Mahaffey and others wondered why manager Gene Mauch had used the lefthanded Shantz against the righthanded Carty in that situation. Righthander Ed Roebuck came in to relieve Shantz. Shantz had come to the Phillies in mid-August, and had pitched well in the final month-and-a-half of his 16-year career, only giving up seven runs in 31.1 innings pitched (2.01 ERA). The game against the Braves was the last appearance of his career.

 was Mahaffey's last season in Philadelphia. He finished with a 2–5 record, and an ERA of 6.21, in 22 games, mostly in relief. Over his career as a Phillie, Mahaffey was 59–64 with a 4.17 ERA and 46 complete games and nine shutouts.

==== Injuries ====
During his career, Mahaffey suffered a variety of injuries, in addition to his minor league bout of appendicitis or having a hernia. He had arm ailments. He was hit in the head as a baserunner in a 1961 game against the Cincinnati Reds by Eddie Kasko from only two-three feet away, who was throwing the ball to first base during a double play. The throw gave Mahaffey a concussion and broke his cheek, and he missed the season's last 25 days. As the game was in Cincinnati, Mahaffey's parents were in attendance. Mahaffey was in the hospital for five days without getting up, and suffered throbbing headaches for months. He also suffered a shoulder injury during a basepath collision, as well as a dislocated ankle while pitching.

==== Final years ====
Mahaffey was traded by the Phillies on October 27, 1965, along with catcher Pat Corrales, and outfielder Alex Johnson, to the Cardinals, in exchange for shortstop Dick Groat, catcher Bob Uecker, and first baseman Bill White. In his only season with the Cards, he had a 1–4 record, in 12 games, with an ERA of 6.43. Mahaffey was the starting pitcher in his final big league game, on July 17, 1966, in the second game of a doubleheader against the Chicago Cubs; that day, he gave up three hits, and three runs, in 1/3 of an inning, in a game the Cubs won by a score of 7–2.

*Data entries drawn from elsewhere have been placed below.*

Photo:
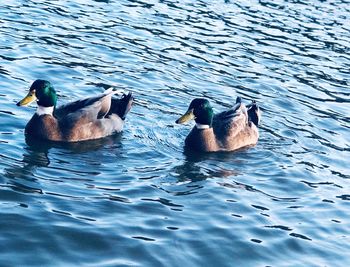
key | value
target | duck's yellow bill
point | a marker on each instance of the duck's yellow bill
(186, 117)
(30, 98)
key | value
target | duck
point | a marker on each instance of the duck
(85, 119)
(229, 130)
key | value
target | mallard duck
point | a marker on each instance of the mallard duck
(89, 118)
(225, 131)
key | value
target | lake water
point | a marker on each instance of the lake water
(136, 199)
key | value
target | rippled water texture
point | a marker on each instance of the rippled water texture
(136, 199)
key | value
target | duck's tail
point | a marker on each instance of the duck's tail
(121, 106)
(254, 113)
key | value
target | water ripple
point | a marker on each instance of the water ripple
(121, 200)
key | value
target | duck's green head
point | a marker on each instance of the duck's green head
(43, 92)
(199, 110)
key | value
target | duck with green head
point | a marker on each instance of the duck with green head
(226, 131)
(89, 118)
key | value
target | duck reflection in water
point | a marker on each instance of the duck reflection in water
(36, 154)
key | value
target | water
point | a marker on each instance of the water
(136, 199)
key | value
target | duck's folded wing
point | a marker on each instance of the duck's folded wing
(230, 122)
(101, 103)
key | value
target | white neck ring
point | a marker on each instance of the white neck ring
(44, 110)
(202, 126)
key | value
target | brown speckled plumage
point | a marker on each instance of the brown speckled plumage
(86, 119)
(230, 130)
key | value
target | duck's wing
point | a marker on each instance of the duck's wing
(231, 122)
(97, 106)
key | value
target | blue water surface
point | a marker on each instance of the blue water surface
(137, 199)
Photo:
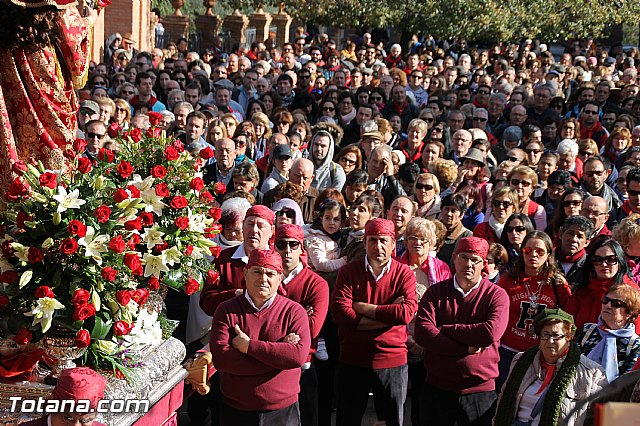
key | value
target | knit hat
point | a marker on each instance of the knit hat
(473, 245)
(263, 212)
(265, 258)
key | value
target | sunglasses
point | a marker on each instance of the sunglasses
(283, 244)
(530, 250)
(616, 303)
(424, 186)
(605, 260)
(518, 229)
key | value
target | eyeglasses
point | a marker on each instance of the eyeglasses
(530, 250)
(283, 244)
(605, 260)
(91, 135)
(518, 182)
(291, 214)
(554, 337)
(571, 203)
(518, 229)
(616, 303)
(424, 186)
(497, 204)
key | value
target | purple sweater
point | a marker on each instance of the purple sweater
(448, 324)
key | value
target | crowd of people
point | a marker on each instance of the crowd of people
(456, 225)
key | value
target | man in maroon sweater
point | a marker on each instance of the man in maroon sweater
(311, 291)
(259, 341)
(459, 324)
(257, 229)
(373, 301)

He played part of the 1966 season for the Triple-A Tulsa Oilers, the Cardinals affiliate in the Pacific Coast League, where he was 4–4 with a 5.05 ERA. In 1967, Mahaffey was dealt along with Jerry Buchek and Tony Martínez from the Cardinals to the New York Mets for Ed Bressoud, Danny Napoleon and cash on April 1, 1967. In early 1967, he unsuccessfully tried out for the Giants. He split the 1967 season, his last, between the Mets' Triple-A affiliate, the Jacksonville Suns, and the Chicago Cubs' Double-A affiliate, the Dallas-Fort Worth Spurs, and never again played in the major leagues, retiring at age 29.

== Personal life ==
Mahaffey married his high school classmate Catherine (Hollenbeck) Mahaffey; a dietician who helped the very thin Mahaffey gain weight when he was beginning his professional career. After baseball, he owned an insurance brokerage business. He arranged a golf tournament to help longtime teammate and friend Chris Short with medical bills, after Short suffered a cerebral aneurysm in 1988, and helped set up a scholarship at the University of Delaware in Short's name.

As of 2024, Mahaffey resides with his wife Janet in the Allentown, Pennsylvania area

==Highlights==
- Two time All-Star (1961–62)
- Picked off the first three players who had base hits against him: Curt Flood and Bill White of the St. Louis Cardinals (July 30, 1960) and Jim Marshall of the San Francisco Giants (July 31, 1960). He had 13 pickoffs and four balks in his career.
- On April 23, 1961, struck out 17 Chicago Cubs to set a Phillies team record, including Don Zimmer, Frank Thomas, and Hall of famers Ron Santo, Ernie Banks three times each. The Phillies' Curt Short struck out 18 in a game, but that game went 18 innings. Mahaffey also tied the since-broken National League record for most strikeouts in a day game.
- In 1962, Mahaffey became the last pitcher to strike out at least 12 batters and hit a grand slam in a game.